Thompson suggests that we need to develop more tools like Wikipedia to allow society as a whole to “build real knowledge through consensus,” thereby allowing us to expose systematic lies for what they are.
Another possible cause of ignorance, one that isn't conflicting, and therefore might be acting in conjunction with disinformation:
Information now costs less to acquire than it did in the past. This could be resulting in the perceived value of information dropping. If so, that would mean the only people who acquire information are those who need it for an impending personal item and those who have the basics of a hoarder mentality, where even low-value items are acquired and stored.
Note: I'm not saying that the utility of information has dropped, just that the cost has dropped, and this may be having an effect on the perceived value, as opposed to the real utility value.
The cost of collecting information may be down, but the cost of gleaning sense from it is greatly increased.
When one had to go to the library to research a school report, only vetted and corroborated information was easily available.

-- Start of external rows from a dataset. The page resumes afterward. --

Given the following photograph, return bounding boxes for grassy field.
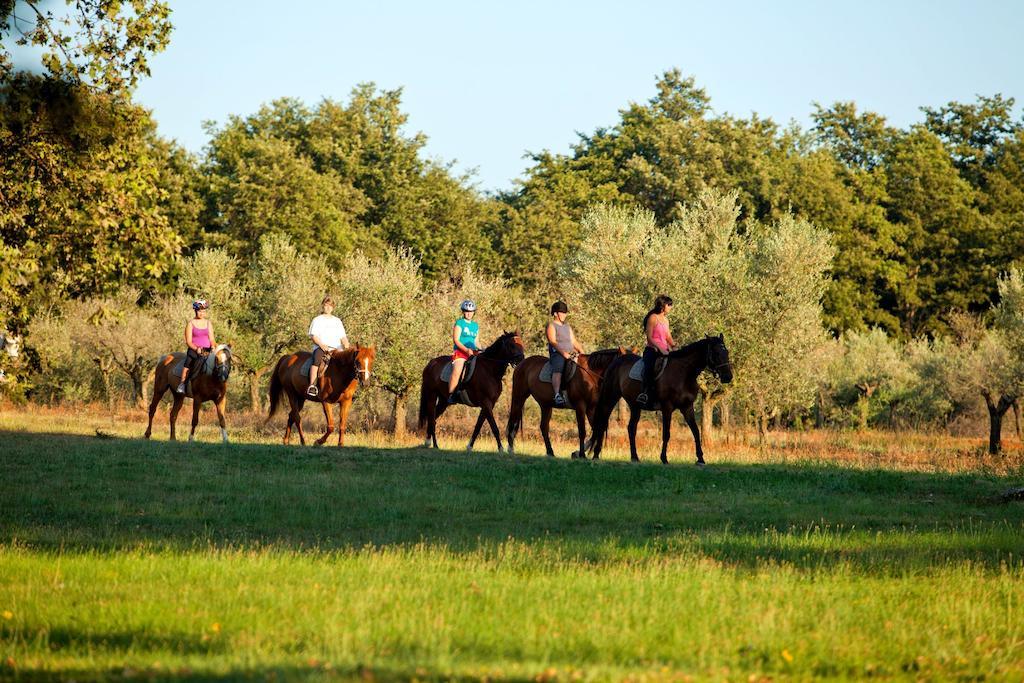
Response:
[0,411,1024,681]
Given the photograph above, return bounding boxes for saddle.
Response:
[168,349,217,398]
[537,360,579,386]
[299,353,331,379]
[441,355,477,405]
[630,355,669,382]
[441,355,477,384]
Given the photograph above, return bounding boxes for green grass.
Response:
[0,423,1024,681]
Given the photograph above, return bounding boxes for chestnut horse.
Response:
[266,344,377,449]
[145,344,231,443]
[420,332,524,453]
[505,346,626,458]
[591,335,732,465]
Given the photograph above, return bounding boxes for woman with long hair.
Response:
[637,294,676,405]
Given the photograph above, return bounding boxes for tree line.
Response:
[0,0,1024,450]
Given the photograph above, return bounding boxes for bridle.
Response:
[705,344,732,379]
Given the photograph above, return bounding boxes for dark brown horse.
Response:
[145,344,231,443]
[420,332,524,453]
[592,335,732,465]
[505,346,626,458]
[266,344,377,449]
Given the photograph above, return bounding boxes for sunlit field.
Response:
[0,409,1024,681]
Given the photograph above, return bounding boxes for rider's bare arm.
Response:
[452,325,473,355]
[569,328,583,353]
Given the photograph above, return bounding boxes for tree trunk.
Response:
[249,368,266,414]
[1013,400,1021,441]
[391,392,409,437]
[985,394,1014,456]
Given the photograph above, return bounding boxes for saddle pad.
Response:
[171,351,217,385]
[537,360,577,384]
[441,355,476,382]
[630,355,669,382]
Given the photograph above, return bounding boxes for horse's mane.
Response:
[480,331,516,358]
[669,337,714,358]
[587,348,622,372]
[331,344,359,362]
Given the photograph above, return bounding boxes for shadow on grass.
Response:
[0,432,1024,569]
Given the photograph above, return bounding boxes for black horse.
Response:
[593,335,732,465]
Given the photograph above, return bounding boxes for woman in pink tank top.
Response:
[637,294,676,405]
[175,299,216,393]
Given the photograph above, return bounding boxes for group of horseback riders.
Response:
[175,294,676,408]
[175,294,676,408]
[161,288,732,464]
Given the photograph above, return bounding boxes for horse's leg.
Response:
[214,393,227,443]
[316,401,340,445]
[466,408,483,451]
[541,405,555,458]
[338,396,352,449]
[294,400,306,445]
[683,401,703,465]
[505,382,528,455]
[662,400,676,465]
[626,403,641,463]
[572,408,587,458]
[481,405,505,453]
[171,391,185,441]
[427,395,449,449]
[145,382,167,438]
[188,395,203,443]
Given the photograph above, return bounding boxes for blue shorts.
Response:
[548,346,565,373]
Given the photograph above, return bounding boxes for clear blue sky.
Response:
[125,0,1024,190]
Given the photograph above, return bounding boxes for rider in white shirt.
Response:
[306,296,348,398]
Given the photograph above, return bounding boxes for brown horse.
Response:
[505,346,626,458]
[145,344,231,443]
[591,335,732,465]
[266,344,377,449]
[420,332,524,453]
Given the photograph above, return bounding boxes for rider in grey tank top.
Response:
[548,323,574,353]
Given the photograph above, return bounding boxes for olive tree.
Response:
[828,328,910,429]
[241,234,329,411]
[337,250,432,435]
[561,190,833,440]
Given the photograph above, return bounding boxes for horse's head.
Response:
[213,344,231,382]
[708,334,732,384]
[335,344,377,386]
[501,330,526,367]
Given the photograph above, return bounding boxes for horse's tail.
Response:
[418,362,433,429]
[591,354,636,454]
[266,356,287,422]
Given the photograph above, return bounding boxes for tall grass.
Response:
[0,412,1024,680]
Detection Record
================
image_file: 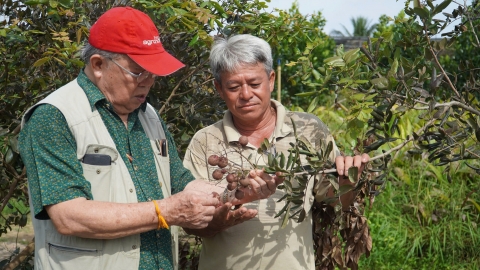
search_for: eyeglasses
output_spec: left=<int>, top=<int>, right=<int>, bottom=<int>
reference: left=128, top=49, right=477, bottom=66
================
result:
left=108, top=58, right=157, bottom=83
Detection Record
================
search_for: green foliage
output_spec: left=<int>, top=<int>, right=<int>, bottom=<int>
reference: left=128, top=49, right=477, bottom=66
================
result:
left=360, top=157, right=480, bottom=269
left=332, top=16, right=377, bottom=37
left=0, top=0, right=480, bottom=269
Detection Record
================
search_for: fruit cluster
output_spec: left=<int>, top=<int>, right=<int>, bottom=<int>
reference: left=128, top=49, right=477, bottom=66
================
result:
left=208, top=136, right=250, bottom=200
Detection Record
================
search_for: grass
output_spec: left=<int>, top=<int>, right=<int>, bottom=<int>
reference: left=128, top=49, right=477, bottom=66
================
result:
left=359, top=159, right=480, bottom=269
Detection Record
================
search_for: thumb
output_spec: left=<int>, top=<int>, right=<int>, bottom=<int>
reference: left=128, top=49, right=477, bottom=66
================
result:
left=217, top=202, right=232, bottom=217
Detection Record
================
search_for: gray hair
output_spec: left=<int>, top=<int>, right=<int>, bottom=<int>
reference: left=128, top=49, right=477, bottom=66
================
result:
left=80, top=41, right=122, bottom=65
left=210, top=34, right=273, bottom=82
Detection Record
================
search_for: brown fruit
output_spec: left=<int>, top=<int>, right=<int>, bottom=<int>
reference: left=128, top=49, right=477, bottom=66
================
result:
left=227, top=173, right=237, bottom=183
left=238, top=178, right=250, bottom=187
left=238, top=135, right=248, bottom=146
left=235, top=189, right=245, bottom=200
left=227, top=182, right=238, bottom=191
left=217, top=157, right=228, bottom=168
left=208, top=155, right=218, bottom=166
left=212, top=169, right=223, bottom=180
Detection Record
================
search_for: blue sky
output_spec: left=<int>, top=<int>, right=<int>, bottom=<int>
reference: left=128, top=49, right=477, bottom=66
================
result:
left=267, top=0, right=458, bottom=34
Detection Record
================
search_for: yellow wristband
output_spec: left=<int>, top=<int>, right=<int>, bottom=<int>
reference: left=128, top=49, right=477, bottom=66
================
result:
left=153, top=200, right=168, bottom=230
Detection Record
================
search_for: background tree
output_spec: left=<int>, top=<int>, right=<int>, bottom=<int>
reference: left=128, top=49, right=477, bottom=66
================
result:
left=0, top=0, right=480, bottom=269
left=330, top=16, right=377, bottom=37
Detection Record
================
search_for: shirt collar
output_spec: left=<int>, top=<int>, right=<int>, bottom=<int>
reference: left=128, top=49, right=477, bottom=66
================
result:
left=223, top=99, right=292, bottom=146
left=77, top=69, right=147, bottom=112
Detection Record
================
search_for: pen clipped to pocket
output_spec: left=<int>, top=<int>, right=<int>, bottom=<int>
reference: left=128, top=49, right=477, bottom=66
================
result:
left=155, top=139, right=168, bottom=157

Views contrary to present understanding were clearly marked as such.
Today, anyone can present apparently well researched conclusions supported with deconstructed mounds of verbiage for all to find. Teachers are ill equipped to teach the techniques of tracing first sources and other methods for finding good answers among the haystack of information and Counterknowledge. Agnotlogy (I mentioned it before) might be a useful addition to any grade school curriculum, if only to spread awareness of the problem.
Of a sudden I'm wondering how culturally constructed ignorancy interacts with the concept of vital lies illustrated at the end of Pratchett's Hogfather. If it does map, I'm wondering if the mechanism isn't at fault, but what it has been misappropriated to do.